お子さまによってそれぞれですが、3歳ごろから徐々に相手と自分とは異なる感情をもつことを理解すると言われています。その過程でお子さまどうしのけんかやトラブルが起こるのは当然のこと。温かく見守り、ときに手を差し伸べてあげましょう。
思いやりの心を育むポイント3つ
では次に、具体的なポイントを3つみていきましょう。
【1】相手の気持ちを一緒に考える
人を思いやるには、「相手がどのような気持ちか」を考える力、共感できる力が必要です。しかし、前述の通り、お子さまにとって自分以外の他人の気持ちは簡単に理解できるものではないため、保護者が少しずつ教えてあげる必要があります。
まずは、自分の気持ちを客観視できるような声かけをしましょう。「あのときはどんな気持ちだった?」「どうして譲ってあげられなかったのかな?」などです。
そして、他者の気持ちを想像させましょう。「あの子はどんな気持ちだったと思う?」「こんなことを言われてあの子はどう思ったかな?」など、こうしたコミュニケーションが、相手の気持ちを感じとる練習になります。
【2】遊びが思いやりを育てる
働くパパや赤ちゃんを育てるママ、先生やヒーローになりきる「ごっこ遊び」は、他人の気持ちや挙動を考えなければ演じられません。
絵本を読めば、登場人物の気持ちに寄り添うことを覚えます。また、「こういうことをしてはダメ」ということを知ります。
「もう1回!」「もっと!」と、何度もせがまれることもありますが、その遊びが思いやりを育てていると思えば、一緒に笑顔で楽しめるのではないでしょうか。
【3】ものを大切にすることを教える
人だけでなく、動物、食べ物、草花、すべてのものに「感謝」の気持ちをもたせることも大切です。あらゆるものが溢れかえり、蛇口をひねれば水がいくらでも出る現代だからこそ、ものに対するありがたみを感じにくくなっています。

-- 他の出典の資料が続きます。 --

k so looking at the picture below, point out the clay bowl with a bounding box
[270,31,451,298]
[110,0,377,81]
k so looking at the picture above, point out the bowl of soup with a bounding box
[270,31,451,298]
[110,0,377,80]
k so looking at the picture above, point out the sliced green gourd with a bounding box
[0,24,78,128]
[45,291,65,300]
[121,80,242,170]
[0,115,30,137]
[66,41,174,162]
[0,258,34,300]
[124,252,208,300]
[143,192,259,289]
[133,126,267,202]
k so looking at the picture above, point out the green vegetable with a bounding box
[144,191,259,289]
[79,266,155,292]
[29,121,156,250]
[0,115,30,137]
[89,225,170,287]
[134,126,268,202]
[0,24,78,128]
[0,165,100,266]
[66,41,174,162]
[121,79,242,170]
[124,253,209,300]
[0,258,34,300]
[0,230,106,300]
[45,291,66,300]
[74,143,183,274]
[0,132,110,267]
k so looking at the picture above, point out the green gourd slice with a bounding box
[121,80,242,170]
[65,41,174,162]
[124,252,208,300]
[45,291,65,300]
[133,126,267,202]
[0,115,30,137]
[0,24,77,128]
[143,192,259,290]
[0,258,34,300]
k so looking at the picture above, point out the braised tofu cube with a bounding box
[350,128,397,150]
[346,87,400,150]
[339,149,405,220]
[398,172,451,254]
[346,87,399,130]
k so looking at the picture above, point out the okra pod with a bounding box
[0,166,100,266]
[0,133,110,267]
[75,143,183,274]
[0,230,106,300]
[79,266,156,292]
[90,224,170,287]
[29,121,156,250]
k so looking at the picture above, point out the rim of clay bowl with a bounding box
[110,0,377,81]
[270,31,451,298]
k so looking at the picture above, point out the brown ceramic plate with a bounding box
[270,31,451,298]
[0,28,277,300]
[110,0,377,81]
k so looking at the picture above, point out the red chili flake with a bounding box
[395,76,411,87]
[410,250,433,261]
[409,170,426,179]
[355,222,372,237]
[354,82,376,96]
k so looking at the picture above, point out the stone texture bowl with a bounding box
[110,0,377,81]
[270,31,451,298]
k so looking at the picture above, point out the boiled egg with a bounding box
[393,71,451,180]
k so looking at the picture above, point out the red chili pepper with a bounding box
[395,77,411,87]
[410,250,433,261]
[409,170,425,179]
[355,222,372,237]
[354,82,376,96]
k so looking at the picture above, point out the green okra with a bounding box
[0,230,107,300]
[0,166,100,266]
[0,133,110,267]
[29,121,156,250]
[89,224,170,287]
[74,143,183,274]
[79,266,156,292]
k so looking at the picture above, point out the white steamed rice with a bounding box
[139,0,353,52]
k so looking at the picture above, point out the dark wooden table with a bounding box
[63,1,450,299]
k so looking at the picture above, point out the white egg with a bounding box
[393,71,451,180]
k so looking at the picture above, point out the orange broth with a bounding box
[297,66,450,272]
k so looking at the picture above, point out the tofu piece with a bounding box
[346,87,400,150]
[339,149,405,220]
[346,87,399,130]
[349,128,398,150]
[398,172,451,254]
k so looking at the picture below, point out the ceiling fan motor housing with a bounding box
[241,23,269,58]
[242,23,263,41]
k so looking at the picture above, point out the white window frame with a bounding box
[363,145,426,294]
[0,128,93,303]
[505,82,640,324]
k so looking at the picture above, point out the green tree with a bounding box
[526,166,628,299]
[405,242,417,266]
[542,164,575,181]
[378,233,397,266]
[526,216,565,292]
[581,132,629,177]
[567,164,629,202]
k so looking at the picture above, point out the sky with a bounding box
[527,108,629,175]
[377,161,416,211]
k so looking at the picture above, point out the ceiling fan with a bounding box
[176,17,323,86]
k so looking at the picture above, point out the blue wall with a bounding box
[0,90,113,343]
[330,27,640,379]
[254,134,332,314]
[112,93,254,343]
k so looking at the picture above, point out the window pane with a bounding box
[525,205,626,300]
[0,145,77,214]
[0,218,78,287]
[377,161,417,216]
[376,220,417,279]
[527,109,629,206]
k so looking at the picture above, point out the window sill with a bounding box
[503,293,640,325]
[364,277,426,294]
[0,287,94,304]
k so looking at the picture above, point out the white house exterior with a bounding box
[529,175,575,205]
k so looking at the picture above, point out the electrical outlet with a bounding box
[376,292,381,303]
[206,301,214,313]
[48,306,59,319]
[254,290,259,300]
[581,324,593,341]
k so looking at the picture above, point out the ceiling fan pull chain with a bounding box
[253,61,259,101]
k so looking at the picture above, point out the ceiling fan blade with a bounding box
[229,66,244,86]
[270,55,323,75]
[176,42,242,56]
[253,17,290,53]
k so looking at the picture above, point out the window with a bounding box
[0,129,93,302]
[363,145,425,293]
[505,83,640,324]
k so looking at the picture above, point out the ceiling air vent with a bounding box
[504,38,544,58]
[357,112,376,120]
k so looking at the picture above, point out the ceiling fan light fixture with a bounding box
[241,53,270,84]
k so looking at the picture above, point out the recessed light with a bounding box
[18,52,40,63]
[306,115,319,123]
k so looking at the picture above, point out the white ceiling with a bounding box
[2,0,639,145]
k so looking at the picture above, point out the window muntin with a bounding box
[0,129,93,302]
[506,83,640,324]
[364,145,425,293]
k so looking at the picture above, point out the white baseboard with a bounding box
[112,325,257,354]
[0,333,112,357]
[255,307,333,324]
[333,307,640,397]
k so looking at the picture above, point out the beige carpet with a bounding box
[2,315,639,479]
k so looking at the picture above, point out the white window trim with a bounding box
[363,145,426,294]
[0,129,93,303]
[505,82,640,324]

「いただきます」「ごちそうさま」を言い、食事に感謝しましょう。自分より小さな動物を大切に扱いましょう。ものを大切にすれば、他人の大切なものや、他人の気持ちも大切に扱うようになります。
親の背中を見て子は育つ
思いやりは言葉だけで教えられるものではありません。「こうしなさい!」と言うより、行動を見せることが何よりも有効なのです。お子さまは保護者の行動をよく見て、まねをしようとするからです。
まずは保護者が人を思いやり、ものを大切にしましょう。夫婦でお互いを敬い合い、思いやり、「ありがとう」「ごめんね」などの言葉をかけ合っていますか? ものを粗末に扱っていませんか?

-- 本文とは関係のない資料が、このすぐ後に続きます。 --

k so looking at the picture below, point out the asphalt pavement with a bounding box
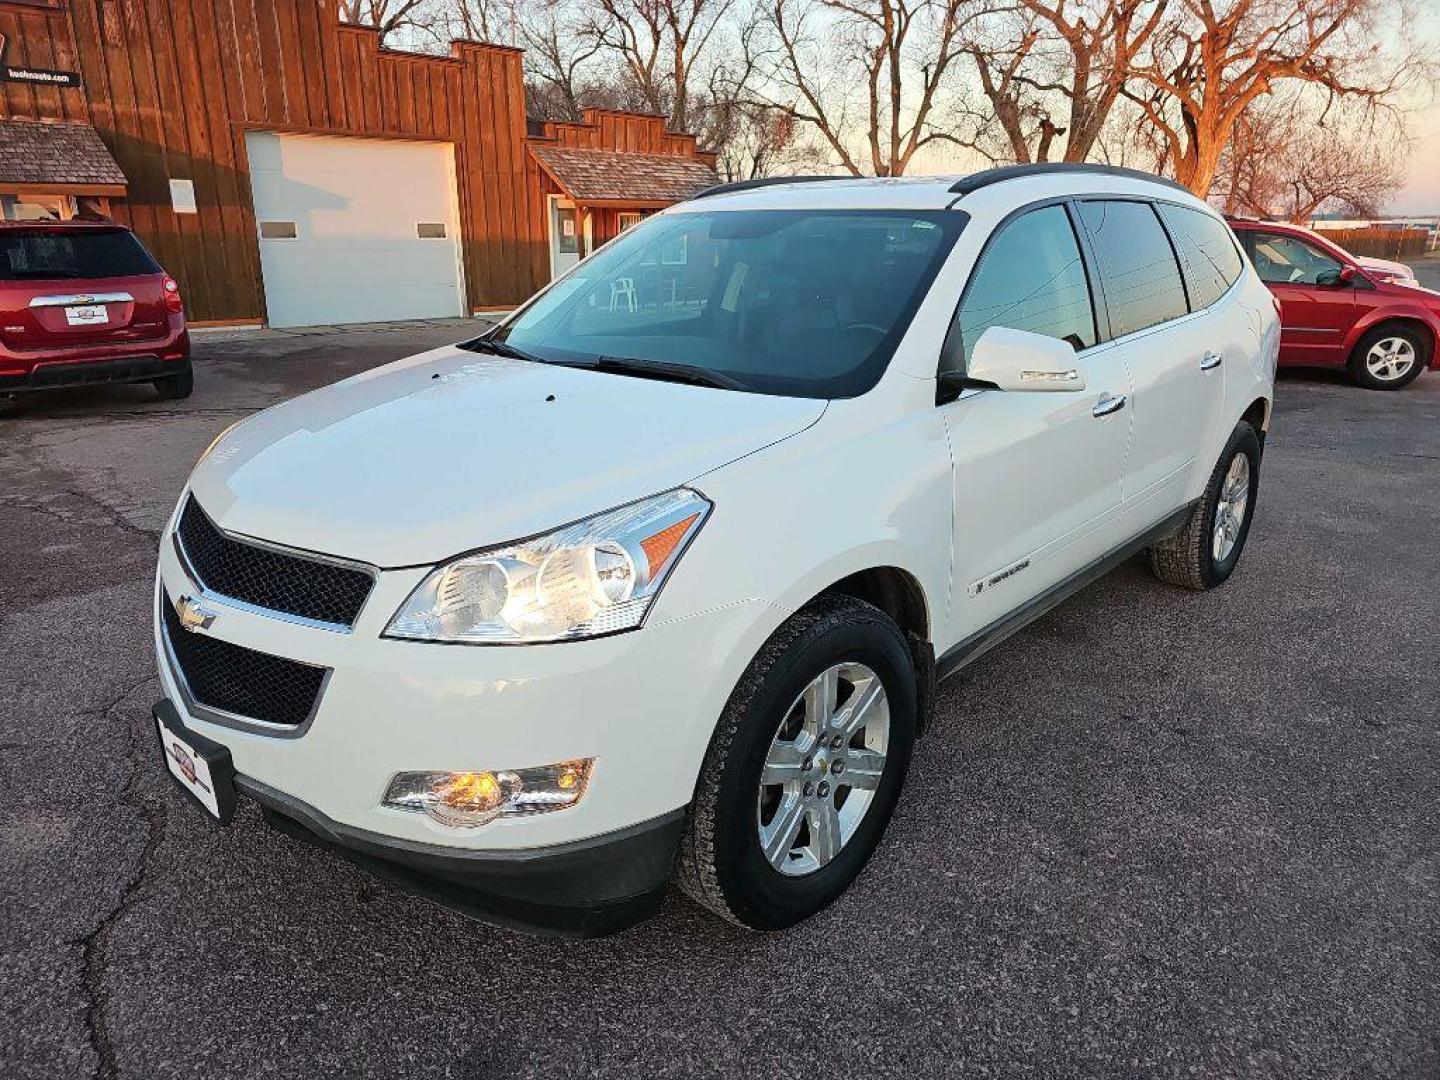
[1,293,1438,1078]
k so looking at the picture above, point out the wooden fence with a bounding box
[1313,228,1433,261]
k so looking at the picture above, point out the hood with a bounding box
[190,345,826,567]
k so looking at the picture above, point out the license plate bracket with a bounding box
[64,303,109,326]
[153,700,237,824]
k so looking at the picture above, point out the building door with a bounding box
[246,132,464,328]
[549,197,582,279]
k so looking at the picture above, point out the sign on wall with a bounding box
[0,34,82,88]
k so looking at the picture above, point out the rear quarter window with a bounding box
[0,229,161,281]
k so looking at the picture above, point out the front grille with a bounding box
[163,595,328,728]
[176,495,373,628]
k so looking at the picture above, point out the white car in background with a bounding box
[152,164,1278,936]
[1356,255,1420,286]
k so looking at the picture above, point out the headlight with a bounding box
[384,488,711,644]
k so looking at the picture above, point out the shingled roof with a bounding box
[0,119,127,190]
[530,145,715,206]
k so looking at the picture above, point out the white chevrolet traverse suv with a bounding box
[153,165,1279,936]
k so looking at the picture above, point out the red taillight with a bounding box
[163,276,184,315]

また、保護者もお子さまに優しくしましょう。優しくされたことのない子は、優しさの示し方がわかりません。自分が受け入れられた、優しくされたという喜びが、思いやりの心を大きくします。頭ごなしに「ダメ!」と言うのではなく、お子さまの言葉に耳を傾け、共感することも大切です。

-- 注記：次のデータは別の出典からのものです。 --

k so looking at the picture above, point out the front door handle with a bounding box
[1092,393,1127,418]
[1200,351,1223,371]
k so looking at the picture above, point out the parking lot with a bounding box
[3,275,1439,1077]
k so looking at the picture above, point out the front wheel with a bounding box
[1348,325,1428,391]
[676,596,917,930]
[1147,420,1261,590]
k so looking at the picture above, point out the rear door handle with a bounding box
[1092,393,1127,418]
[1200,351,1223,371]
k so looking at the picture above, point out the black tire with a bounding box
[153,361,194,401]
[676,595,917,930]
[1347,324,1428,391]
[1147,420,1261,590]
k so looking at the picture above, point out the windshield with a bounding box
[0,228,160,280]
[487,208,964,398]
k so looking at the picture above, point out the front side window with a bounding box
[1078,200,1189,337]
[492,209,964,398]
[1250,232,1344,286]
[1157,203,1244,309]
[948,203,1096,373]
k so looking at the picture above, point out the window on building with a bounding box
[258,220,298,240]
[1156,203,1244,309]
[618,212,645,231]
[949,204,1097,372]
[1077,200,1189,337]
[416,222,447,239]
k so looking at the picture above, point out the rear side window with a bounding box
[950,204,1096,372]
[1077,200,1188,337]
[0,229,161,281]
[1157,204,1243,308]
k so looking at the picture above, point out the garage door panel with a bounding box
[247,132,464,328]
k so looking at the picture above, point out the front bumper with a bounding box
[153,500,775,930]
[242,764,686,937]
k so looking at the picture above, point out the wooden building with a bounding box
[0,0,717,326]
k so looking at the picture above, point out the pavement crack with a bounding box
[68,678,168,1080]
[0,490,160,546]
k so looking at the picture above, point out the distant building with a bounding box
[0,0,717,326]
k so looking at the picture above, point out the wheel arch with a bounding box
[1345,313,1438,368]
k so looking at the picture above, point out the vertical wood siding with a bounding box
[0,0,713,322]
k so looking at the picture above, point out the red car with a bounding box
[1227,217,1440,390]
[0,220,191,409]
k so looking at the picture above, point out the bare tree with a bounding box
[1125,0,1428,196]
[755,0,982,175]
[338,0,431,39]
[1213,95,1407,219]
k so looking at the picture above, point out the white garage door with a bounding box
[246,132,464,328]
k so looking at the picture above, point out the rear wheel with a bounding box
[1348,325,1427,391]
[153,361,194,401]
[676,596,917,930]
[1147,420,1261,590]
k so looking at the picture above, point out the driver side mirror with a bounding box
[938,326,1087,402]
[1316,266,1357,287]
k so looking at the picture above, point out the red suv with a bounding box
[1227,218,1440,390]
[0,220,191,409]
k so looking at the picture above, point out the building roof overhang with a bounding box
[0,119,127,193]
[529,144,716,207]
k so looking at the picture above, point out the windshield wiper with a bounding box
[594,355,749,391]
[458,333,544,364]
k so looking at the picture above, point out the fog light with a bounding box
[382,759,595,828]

いかがでしょうか。思いやりの心を育てよう!と意気込む必要はありません。保護者がまわりに優しい気持ちをもって接することが、お子さまの思いやりの心につながるのです。まさに子どもに育てられているようですね。
忙しい日々の中でも、保護者のかたは感謝の気持ちと思いやりの心を常に意識しながら、お子さまに接してあげてくださいね。